WESTMONT – The Westmont Park District knows that applying for grants from the Department of Natural Resources is a highly competitive process.
In 2009, Westmont was on the cusp of receiving a $2.5 million Park and Recreational Facility Construction Act grant, but it’s proposal for a community and arts center in Ty Warner Park was eventually declined.
“We were told by the Department of Natural Resources that our project was well received in 2009,” Westmont Park District Director Bob Fleck said during a Westmont Village Board meeting Thursday. “But it was apparently not good enough.
“This time around, we are putting in that extra effort – going the extra mile – to get the word out and build community support for this project. Without a PARC grant, we will not break ground on this project.”
While PARC grants are not part of the state’s annual budget, Illinois Governor Pat Quinn announced during January’s Illinois Association of Park Districts State Conference that $25 million will be dispersed to help park and forest preserve districts build brick and mortar recreation projects.
Like the previous round of PARC grants, several districts are expected to compete for only a handful of grants. The village and the Westmont Park District intend to again submit a proposal for a 10,000 foot rec center in Ty Warner Park.
Situated on the north side of Ty Warner Park, the center would be a multifunctional space that serves individuals from “infancy to elderly,” said Westmont Park District Assistant Superintendent of Recreation Stephen Golembiewski.
“This building would open a lot of doors for a lot of great programs,” Golembiewski said. “It would not only be used daily by the park district, but also by the Westmont schools, clubs, businesses and organizations.”
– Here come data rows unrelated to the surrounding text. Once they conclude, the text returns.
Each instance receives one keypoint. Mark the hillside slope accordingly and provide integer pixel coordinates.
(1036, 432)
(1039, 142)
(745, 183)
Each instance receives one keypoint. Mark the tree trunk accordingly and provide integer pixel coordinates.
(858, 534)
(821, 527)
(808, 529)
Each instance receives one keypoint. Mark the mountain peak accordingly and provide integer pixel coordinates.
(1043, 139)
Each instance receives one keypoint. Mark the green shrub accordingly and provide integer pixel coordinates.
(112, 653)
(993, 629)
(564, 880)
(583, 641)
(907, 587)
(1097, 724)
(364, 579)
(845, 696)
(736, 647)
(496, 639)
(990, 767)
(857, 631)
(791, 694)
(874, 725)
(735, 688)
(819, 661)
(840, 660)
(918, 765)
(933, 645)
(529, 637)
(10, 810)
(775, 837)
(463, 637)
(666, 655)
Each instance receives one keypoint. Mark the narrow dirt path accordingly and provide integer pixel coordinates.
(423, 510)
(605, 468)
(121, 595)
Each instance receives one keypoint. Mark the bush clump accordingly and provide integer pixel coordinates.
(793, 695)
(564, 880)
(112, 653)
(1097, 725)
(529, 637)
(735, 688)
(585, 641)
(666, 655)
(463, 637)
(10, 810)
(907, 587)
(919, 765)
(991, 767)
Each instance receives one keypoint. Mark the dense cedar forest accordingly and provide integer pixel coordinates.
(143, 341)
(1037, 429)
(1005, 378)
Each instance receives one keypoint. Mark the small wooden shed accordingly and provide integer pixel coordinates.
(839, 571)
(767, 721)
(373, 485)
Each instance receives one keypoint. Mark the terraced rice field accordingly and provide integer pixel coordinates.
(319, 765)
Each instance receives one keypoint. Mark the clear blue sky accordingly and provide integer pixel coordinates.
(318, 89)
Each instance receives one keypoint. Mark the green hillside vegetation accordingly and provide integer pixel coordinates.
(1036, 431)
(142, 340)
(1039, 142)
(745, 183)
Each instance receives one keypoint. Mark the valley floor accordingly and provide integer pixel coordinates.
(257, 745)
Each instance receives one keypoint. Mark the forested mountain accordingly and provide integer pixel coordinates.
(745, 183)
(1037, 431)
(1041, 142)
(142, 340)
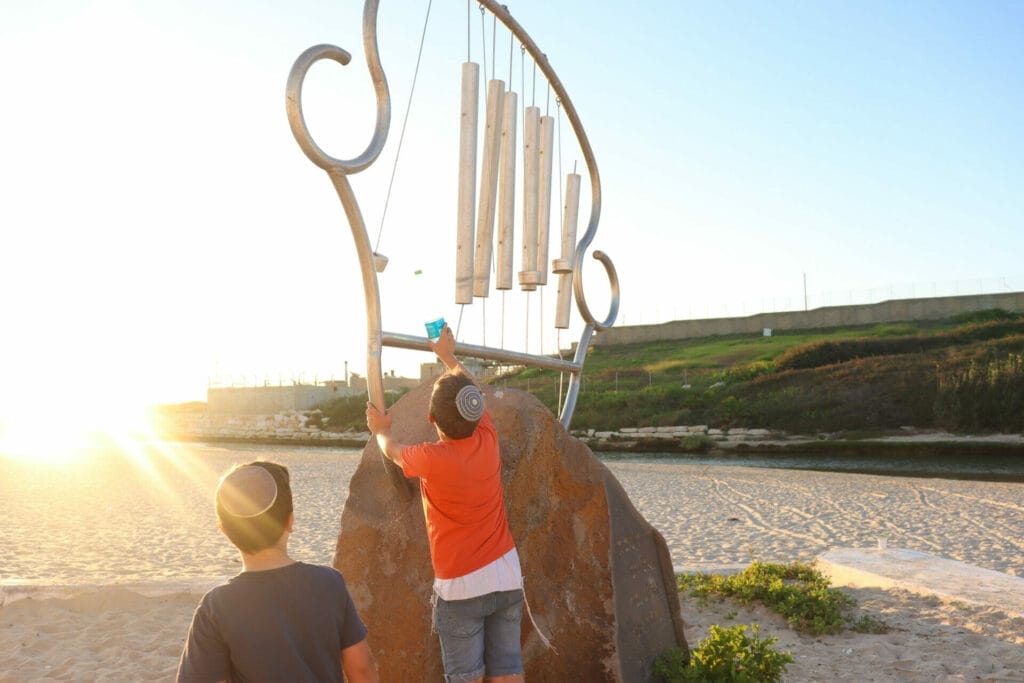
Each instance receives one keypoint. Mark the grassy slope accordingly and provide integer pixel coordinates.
(790, 381)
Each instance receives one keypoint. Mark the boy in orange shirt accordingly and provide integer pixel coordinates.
(477, 580)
The center’s layout includes an 800-square-foot early childhood and multi-use classroom, a 1,200-foot dance studio, a performance stage, an outdoor terrace, a full-service kitchen and three multi-purpose rooms that could be used for everything from business luncheons to wedding receptions, Golembiewski said.
But the rec center’s most attractice selling point is the total cost, which would have no impact to the existing tax base, according to Fleck. If Westmont was awarded the PARC grant, 75 percent of the cost – about $2.475 million – would be covered by the grant and a match program by the state.
The remaining $825,000 bill would be split between a $600,000 Westmont Park District nonreferendum bond and $225,000 from the park district’s general operating fund.
The rec center project – which has been more than a decade in the making – garners the full support of the Westmont Village board, local school districts, service clubs and state officials, including state Sen. Kirk Dillard and state Rep. Patricia Bellock.
Community leaders are now trying to generate support from individuals, something it lacked in 2009, according to Fleck and Mayor Ron Gunter.
“This is something that would serve the entire community and we hope that Westmont can get its share of this money,” Gunter said. “One of the requirements from the Department of Natural Resources is that you reach out and have support from the entire community.”
Residents can show their support for the rec center project by filling out a survey at www.wpdsurvey.org. The online questionnaire will be live through March 5. Residents are also welcome to attend a rec center presentation at 2 p.m. Thursday at the Westmont Park District, 55 E. Richmond St.
The Westmont Park District has until March 10 to submit a final grant proposal to the Department of Natural Resources. Official word on PARC grant recipients is not expected until 2015.